There can scarcely be a home-owner in London who has not received at least one cold call — and probably several — about solar power installation. If you do not immediately put the phone down, you will hear a spiel about the amount of money you will save on your heating bills, and how much more comfortable your home will be. The caller is also very likely to tell you that the installation is perfectly simple to do on your own, meaning you save even more on electrician charges.

Makes Sense

There is certainly no doubt that installing solar panels can make a great deal of sense, even in our climate of very limited sunshine. Installing them in the sun-facing part of your roof ensures that, whenever the sun actually does shine, the solar power is stored by the photovoltaic or PV cells, and converted into energy to heat and light your house. Many people who have had the system installed have found not only that they can light and heat their home for little or no cost, but also that they have a surplus to sell back to the National Grid.

Wiring Is Dangerous

However, although telephone callers, and the glossy brochures, make the installation sound like something anybody can do, this is very far from the truth.
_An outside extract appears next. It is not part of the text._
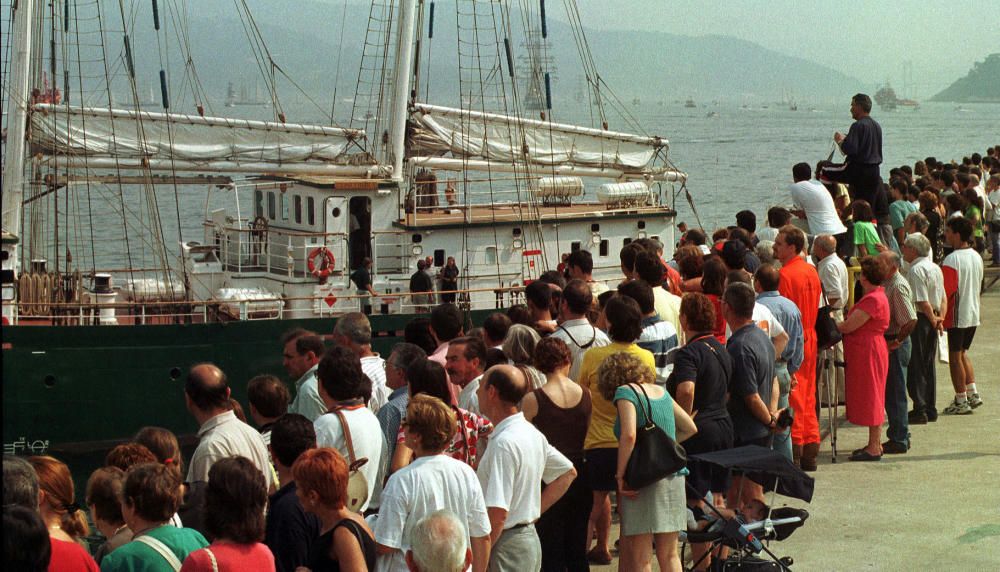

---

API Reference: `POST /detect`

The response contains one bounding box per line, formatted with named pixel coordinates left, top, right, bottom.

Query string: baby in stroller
left=681, top=445, right=814, bottom=571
Apart from anything else, the installation requires integrating the panels into your electrical wiring system. It is really important that you do not tamper with your wiring unless you have qualifications as an electrician — not only can it be extremely dangerous, but you could cause the whole system to black out. Remember too that solar panels cannot be turned off, so you are actually dealing with live electricity throughout the process.

Legal Matters

Apart from safety issues, since the introduction of Part P of the Building Regulations (England and Wales), most domestic electrical work has to be notified to the local authority, and this includes solar panel installation. If the person doing the installation is not recognised as a competent person — that is, having a government-approved qualification such as NICEIC — this notification has to be made in advance, and the work has to be inspected, for a fee. The parts of the regulation that apply to this include fire risk, relating to overloaded cables and short circuits, and the safety of cable penetration through exterior walls and indoor floors and ceilings.

For most people, the main reason for installing solar PV panels is to save money on fuel bills, and maybe even make some. However, if the work is not done correctly, it will not only not save you money, it will cost you a huge amount in extra fees and charges — not to mention possible risk to life.